Nous pouvons assurer qu'il n'a paru que très peu de malades dans le reste de ce période, qui a duré jusqu'à la fin de Janvier. Cependant l'on ne peut pas dire qu'il ait fini tout-à-fait au solstice d'hiver, puisqu'après ce tems-là, il tomba encore quelques nouveaux malades & qu'il y en avoit encore beaucoup à la campagne. (...)

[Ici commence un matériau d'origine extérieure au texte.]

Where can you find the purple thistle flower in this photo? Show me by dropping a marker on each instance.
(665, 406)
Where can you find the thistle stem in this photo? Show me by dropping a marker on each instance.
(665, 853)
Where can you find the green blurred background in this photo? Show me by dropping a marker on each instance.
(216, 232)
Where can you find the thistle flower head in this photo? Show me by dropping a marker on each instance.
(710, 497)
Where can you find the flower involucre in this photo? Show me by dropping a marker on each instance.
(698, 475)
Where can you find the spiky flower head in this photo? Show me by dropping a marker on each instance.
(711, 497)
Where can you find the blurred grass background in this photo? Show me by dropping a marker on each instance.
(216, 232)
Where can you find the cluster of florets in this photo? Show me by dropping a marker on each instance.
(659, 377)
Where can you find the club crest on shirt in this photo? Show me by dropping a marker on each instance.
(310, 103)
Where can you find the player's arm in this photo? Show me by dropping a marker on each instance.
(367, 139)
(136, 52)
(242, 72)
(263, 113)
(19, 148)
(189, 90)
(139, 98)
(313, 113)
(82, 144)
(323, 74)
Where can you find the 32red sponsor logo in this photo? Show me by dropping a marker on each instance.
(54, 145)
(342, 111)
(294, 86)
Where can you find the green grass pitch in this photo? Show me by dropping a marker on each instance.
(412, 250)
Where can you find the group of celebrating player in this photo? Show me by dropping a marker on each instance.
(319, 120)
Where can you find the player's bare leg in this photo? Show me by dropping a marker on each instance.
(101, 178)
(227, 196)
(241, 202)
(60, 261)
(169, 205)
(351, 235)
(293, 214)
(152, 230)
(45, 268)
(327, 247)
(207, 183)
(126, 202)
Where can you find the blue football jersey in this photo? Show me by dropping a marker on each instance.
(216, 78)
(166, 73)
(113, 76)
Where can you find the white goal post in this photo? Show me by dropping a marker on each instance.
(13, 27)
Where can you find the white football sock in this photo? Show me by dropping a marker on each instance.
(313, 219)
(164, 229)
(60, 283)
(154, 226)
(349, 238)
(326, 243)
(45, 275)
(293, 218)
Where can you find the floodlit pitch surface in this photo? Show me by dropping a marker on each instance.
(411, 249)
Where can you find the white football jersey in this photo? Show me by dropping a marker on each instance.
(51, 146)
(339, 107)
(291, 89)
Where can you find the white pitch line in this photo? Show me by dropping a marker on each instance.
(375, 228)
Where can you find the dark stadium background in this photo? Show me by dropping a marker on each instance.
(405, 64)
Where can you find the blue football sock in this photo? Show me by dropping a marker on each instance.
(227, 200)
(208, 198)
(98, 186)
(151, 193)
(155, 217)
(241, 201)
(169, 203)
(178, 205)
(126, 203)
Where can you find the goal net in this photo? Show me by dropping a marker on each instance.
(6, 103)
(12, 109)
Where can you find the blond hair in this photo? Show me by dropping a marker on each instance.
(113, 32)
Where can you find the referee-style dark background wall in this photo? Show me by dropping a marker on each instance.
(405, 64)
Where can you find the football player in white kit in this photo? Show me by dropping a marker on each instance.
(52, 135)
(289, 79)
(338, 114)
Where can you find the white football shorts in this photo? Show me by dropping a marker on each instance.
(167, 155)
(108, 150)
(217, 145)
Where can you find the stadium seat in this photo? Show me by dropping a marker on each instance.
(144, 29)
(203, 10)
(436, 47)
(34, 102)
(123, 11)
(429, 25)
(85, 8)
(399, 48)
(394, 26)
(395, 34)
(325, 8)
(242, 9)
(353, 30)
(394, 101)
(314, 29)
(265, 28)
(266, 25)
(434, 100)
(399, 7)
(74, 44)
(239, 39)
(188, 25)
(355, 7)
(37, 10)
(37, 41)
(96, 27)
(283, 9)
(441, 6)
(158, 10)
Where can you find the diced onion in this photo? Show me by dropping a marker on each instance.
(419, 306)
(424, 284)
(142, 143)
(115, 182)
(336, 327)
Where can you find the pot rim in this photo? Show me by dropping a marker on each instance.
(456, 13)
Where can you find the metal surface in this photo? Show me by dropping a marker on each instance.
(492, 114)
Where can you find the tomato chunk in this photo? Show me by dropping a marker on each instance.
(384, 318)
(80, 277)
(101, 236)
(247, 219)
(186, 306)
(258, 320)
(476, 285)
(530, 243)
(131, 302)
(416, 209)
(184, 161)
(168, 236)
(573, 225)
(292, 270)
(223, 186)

« Enfin la nouvelle année 1721 commença, & l'on n'y voit point cesser la consternation publique, les amis & les parens ne se renouvellèrent point par des visites réciproques, les marques d'amitié & de tendresse, qu'ils avoient coutume de se donner le premier jour de l'an, & toute cette cérémonie d'amitié & de civilité se réduisit à se souhaiter dans les rues, à mesure que l'on se rencontroit, une année plus heureuse que la précédente. Il sembloit même que l'on pouvoit se le promettre ; car il n'y avoit presque plus de malades dans la Ville : ce qui paroissoit encore mieux par l'état des Hôpitaux, où le nombre des malades diminuoit considérablement d'un mois à l'autre. En effet dans celuy de la Charité, l'on ne reçût dans tout le mois de janvier que 113 malades, il n'en mourut que 53 & il en sortit 115 Convalescens. Dans l'Hôpital du Mail, on reçût dans le cours de Janvier 41 malades de la Ville , & 165. du Terroir, en tout 206. Il n'y en mourut en ce même mois des premiers, que 17 & 7 3 des seconds, ce qui fait en tout 90. C'est dès ce tems-là que l'on commençoit à faire transporter dans l'Hôpital du Mail tous les malades de la campagne, où le mal faisoit encore beaucoup de ravage ce qui donnoit beaucoup d'embarras, & aux Commissaires du terroir & à ceux qui commandoient dans la Ville, où le mal diminuoit toujours à vûë d'oeil ; car l'on ne voyoit plus tomber alors les malades que de loin à loin, encore n'étoient-ce que de petites gens, que la pauvreté ou l'avarice portoit à se servir des hardes infectées, ou qui, par imprudence, entroient dans les maisons suspectes ».
Le Père Giraud
31 mars « On avoit beau se flatter au commencement de la contagion que les grande chaleurs l’étoufferoient, tous les raisonnemens qu’on avoit fait ensuite sur la différence des climats du Levant et de cette province n’avoient abouti à rien. Il avoit plu, il avoit gelé, on avoit vu tomber de la neige, les saisons s’étoient succédées les unes aux autres, on comptoit déjà la 10e lune sans que l’on vit encore cette maladie éteinte. Tout, ainsi que le solstice d’hivert, n’avoit pu dissoudre et dissiper son venin, celuy[-ci] ne le ranima plus et ne ramena pas la rechute que l’on avoit tant apréhendé puisqu’il n’y eut dans tout ce mois tant de la ville que de la campagne que […]. On fut obligé d’avouer qu’il n’y avoit point de règle fixe ni pour le commencement, ni pour le progrès, ni pour la fin de la peste, qui avoit commencé dans les autres villes de Provence ainsi qu’à Marseille au moment que quelqu’un l’a portée, qui ne fit de progrès qu’autant que l’on négligea d’en arrêter le cours, et qui ne finira que lorsque les hommes agiront de concert avec Dieu le souverain seigneur bon et miséricordieux, qu’ils cesseront de l’offenser et ne s’aveugleront point eux-mêmes.